Working with collaboration tools like Miro and VS Code Live Share has transformed my expectations of collaborative interactions. However, I found myself trying to move my cursor around websites during calls with colleagues, despite not sharing my screen. It was as if I believed they could see my cursor. I even caught myself saying, 'and when I click here...', only to realize I was sharing with nothing but the void.
I decided to do something about this with a project I'm calling 'Cursors Everywhere'. The idea is simple; a Google Chrome plugin which allows for anyone on a website to share their cursor position with everyone else on the website with the plugin.
If you find this intriguing, join me on this adventure of building a cross-browser plugin. This post provides a transparent look into the decisions made and the challenges faced, from handling diverse web layouts to dealing with different browser behaviors and performance considerations. Let's dive in!
The Making of the Plugin
The Plan
The first step was defining the requirements for this "Cursors Everywhere" concept. A Chrome Plugin seemed like a logical medium—it's shareable with my non-technical colleagues and can easily access browser details like URLs and active tabs. Consequently, JavaScript became the language of choice.
The next question was: how to share the cursor positions?
A realtime protocol like WebSockets seemed like a logical way to share real-time updates of cursor positions. Working at Ably, it was a no-brainer to use it as my WebSocket-based pub/sub broker. A pub/sub broker simplifies many aspects of projects like this, often coming with built-in features that speed up development. For instance, I wanted each browser's cursor position to be continually available to other clients on the page. To achieve this, I could use the Presence feature of Ably, which maintains a set of attributes associated with each client and its connection.
Starting with the Basics - Sharing X and Y Coordinates
I began with a Chrome Plugin and Ably, expecting the remaining work to be minimal. My job was to add a listener for the cursor, publish a cursor's position to Ably, and share it with other clients. Ably's Channels could naturally segregate data sets, so each web page could have a unique Ably Channel to hold its cursor positions. Other clients would listen to these channels using the Ably Client library, ready to render cursors in the appropriate position.
Capturing Cursor Movements
The first task was capturing cursor movements, achieved by attaching an event listener to the mousemove
event in JavaScript. This event fires whenever the cursor moves, providing the X and Y coordinates of the cursor at that time. Here's a snippet of how I achieved this:
// Using Ably for realtime messaging
let channel = ably.channels.get("cursor-position");
// Sending cursor position
document.addEventListener("mousemove", function(event) {
let x = event.clientX;
let y = event.clientY;
channel.publish("position", { x, y });
});
// Receiving cursor position
channel.subscribe("position", function(message) {
let x = message.data.x;
let y = message.data.y;
// Display cursor at (x, y)
});
This approach worked... technically. However, it had a number of issues. Most importantly, it did not take into account different screen sizes and resolutions. The same absolute coordinates represented different positions on different screens, leading to inconsistent cursor positions across clients.

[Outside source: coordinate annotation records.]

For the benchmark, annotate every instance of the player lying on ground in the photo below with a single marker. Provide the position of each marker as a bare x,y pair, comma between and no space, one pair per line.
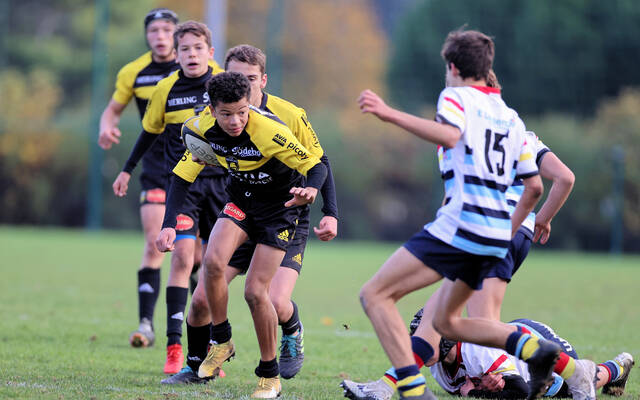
267,166
176,98
251,62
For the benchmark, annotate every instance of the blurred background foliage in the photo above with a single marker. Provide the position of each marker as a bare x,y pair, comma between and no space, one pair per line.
568,67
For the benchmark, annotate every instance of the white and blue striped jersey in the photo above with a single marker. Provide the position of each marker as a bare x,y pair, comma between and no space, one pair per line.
491,153
517,188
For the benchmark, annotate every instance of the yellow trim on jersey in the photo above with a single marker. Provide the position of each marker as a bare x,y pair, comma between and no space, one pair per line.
127,77
296,119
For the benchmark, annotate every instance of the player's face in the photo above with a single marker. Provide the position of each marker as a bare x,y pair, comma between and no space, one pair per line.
160,39
193,55
257,79
232,117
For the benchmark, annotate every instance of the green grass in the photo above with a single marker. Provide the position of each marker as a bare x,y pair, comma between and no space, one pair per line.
68,303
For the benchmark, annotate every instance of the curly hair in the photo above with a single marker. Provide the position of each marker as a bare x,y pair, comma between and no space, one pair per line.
471,52
228,87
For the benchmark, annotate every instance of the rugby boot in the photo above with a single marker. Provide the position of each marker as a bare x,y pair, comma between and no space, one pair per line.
291,354
186,376
218,354
374,390
175,358
143,336
616,388
541,365
268,388
582,384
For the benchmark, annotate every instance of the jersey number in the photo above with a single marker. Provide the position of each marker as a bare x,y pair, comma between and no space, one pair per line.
496,138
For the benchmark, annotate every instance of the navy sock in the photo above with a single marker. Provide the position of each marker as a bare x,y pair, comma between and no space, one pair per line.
221,333
293,324
176,303
148,290
267,369
197,343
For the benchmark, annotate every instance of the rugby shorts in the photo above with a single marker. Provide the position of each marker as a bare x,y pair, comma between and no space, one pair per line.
450,262
205,199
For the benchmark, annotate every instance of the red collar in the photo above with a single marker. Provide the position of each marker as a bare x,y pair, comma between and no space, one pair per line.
487,89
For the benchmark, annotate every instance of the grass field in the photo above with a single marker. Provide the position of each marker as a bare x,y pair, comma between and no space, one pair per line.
68,304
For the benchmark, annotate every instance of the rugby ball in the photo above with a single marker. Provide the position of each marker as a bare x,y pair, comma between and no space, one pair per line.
198,146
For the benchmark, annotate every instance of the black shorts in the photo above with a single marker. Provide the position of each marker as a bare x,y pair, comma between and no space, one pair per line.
449,261
154,174
292,259
203,203
518,250
266,222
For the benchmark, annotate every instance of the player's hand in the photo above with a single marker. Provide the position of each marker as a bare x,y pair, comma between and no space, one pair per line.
301,196
197,160
542,231
467,386
370,102
166,240
492,382
121,184
108,137
327,228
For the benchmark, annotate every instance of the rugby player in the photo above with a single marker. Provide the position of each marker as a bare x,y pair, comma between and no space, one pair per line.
484,150
267,166
176,98
251,62
137,80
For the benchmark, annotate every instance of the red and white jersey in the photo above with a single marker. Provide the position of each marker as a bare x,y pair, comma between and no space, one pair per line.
479,169
473,361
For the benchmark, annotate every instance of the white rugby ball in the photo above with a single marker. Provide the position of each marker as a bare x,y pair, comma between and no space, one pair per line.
199,146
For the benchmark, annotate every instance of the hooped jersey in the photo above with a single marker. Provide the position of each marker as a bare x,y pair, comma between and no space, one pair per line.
266,157
472,361
478,170
138,79
517,188
176,99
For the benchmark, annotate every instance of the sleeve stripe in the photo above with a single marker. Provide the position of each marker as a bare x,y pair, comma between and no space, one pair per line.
454,112
455,103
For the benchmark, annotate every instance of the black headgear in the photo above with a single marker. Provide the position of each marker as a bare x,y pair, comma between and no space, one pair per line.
445,347
160,13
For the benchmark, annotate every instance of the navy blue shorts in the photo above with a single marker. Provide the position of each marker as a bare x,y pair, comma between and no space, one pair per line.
449,261
203,203
518,250
543,330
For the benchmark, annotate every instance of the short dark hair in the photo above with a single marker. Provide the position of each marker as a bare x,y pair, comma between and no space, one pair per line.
160,13
471,52
193,27
247,54
228,87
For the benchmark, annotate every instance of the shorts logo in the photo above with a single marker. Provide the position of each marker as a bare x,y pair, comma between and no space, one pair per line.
279,139
302,155
234,212
297,258
183,222
284,235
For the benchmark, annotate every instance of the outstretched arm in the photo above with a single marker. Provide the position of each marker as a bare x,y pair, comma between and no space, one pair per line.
109,132
563,178
431,131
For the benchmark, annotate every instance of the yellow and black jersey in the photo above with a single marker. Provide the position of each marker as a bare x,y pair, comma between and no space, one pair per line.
296,120
176,99
265,157
138,79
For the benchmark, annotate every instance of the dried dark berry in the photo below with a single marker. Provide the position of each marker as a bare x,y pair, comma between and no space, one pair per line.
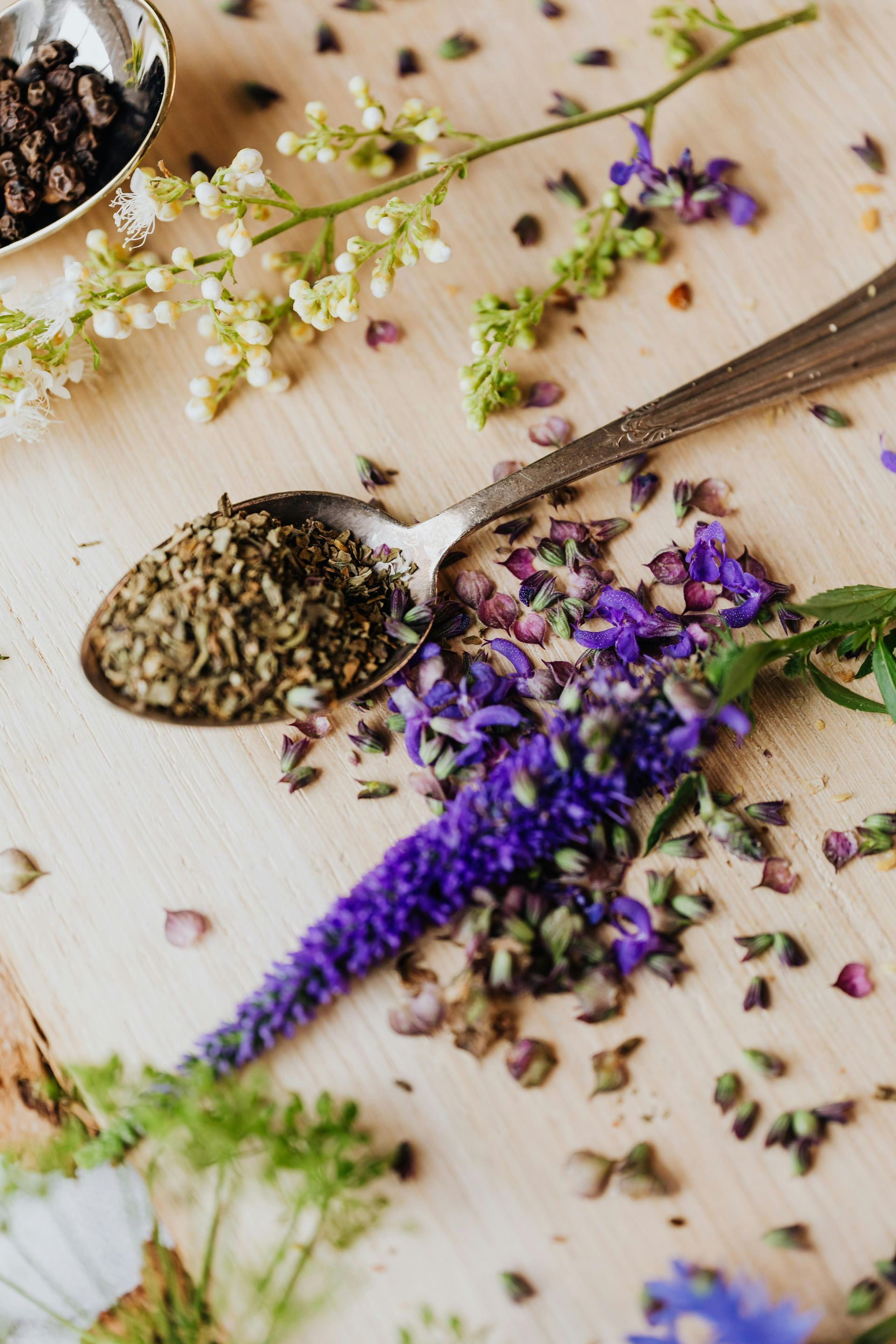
42,96
37,147
10,230
11,164
56,53
62,78
65,182
30,70
22,196
63,123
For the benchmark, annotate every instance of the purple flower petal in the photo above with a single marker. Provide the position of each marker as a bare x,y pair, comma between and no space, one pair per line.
711,497
519,562
507,468
551,433
497,612
531,630
777,877
669,566
516,658
472,587
543,394
855,980
840,847
381,334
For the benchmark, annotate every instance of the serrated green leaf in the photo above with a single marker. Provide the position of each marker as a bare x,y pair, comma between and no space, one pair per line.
841,694
882,1334
884,667
856,605
681,799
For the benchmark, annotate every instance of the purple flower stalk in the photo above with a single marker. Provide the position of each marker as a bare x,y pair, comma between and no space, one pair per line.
491,831
738,1309
691,194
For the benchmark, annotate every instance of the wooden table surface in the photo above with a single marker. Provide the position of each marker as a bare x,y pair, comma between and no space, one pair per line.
131,818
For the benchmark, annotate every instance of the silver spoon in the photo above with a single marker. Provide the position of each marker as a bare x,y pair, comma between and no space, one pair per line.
851,338
127,41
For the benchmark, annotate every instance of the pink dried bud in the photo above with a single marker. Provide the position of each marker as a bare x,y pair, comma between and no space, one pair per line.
184,928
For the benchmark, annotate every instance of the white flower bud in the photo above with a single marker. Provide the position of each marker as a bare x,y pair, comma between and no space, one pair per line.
372,119
106,323
141,316
248,161
289,144
257,375
259,357
211,288
201,409
427,129
436,251
207,194
242,241
256,334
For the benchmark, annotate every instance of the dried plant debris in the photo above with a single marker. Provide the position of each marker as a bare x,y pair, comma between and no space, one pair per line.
241,619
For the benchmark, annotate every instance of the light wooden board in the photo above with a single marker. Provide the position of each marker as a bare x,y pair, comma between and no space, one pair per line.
132,819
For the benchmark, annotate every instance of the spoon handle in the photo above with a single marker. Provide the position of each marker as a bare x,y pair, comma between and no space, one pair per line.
851,338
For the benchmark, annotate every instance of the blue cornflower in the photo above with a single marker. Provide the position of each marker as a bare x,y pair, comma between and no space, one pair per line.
691,194
738,1309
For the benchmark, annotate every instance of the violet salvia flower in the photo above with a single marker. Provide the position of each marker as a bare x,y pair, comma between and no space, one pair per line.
691,194
485,833
738,1309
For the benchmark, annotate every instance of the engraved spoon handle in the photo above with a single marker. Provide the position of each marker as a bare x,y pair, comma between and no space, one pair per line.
849,338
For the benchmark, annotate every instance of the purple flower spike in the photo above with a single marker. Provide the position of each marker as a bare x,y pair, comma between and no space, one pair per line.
643,490
840,847
545,394
531,630
497,612
855,980
473,587
777,877
669,567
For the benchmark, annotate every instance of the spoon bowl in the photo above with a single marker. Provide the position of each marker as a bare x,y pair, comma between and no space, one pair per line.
127,41
851,338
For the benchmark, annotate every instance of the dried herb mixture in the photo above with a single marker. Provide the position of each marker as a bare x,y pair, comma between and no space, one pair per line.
241,617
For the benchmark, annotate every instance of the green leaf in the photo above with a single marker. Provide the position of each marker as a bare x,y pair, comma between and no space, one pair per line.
841,694
884,666
882,1334
681,799
863,602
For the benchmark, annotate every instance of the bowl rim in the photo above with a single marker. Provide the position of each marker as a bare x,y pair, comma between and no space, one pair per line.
168,42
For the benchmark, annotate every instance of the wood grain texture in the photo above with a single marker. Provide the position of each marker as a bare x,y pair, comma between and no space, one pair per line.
131,819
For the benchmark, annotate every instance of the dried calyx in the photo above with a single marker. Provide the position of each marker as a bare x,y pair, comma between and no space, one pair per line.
242,619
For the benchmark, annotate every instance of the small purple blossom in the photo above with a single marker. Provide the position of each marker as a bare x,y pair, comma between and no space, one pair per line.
738,1309
691,194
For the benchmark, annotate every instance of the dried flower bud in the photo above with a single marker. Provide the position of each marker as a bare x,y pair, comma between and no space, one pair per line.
530,1062
770,1066
727,1092
18,871
516,1287
793,1238
588,1174
637,1176
184,928
745,1120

Improving the Original Approach: Relative Positioning
To address this, I modified the approach to use relative positions instead of absolute positions. I represented the cursor position as a percentage of the total width and height of the page. This provided more consistent cursor positions across different screen sizes.
Here's the updated code:
// Sending cursor position
document.addEventListener("mousemove", function(event) {
let x = event.clientX / window.innerWidth;
let y = event.clientY / window.innerHeight;
channel.publish("position", { x, y });
});
// Receiving cursor position
channel.subscribe("position", function(message) {
let x = message.data.x * window.innerWidth;
let y = message.data.y * window.innerHeight;
// Display cursor at (x, y)
});
The Result
Now for the moment of truth. Was it really that easy?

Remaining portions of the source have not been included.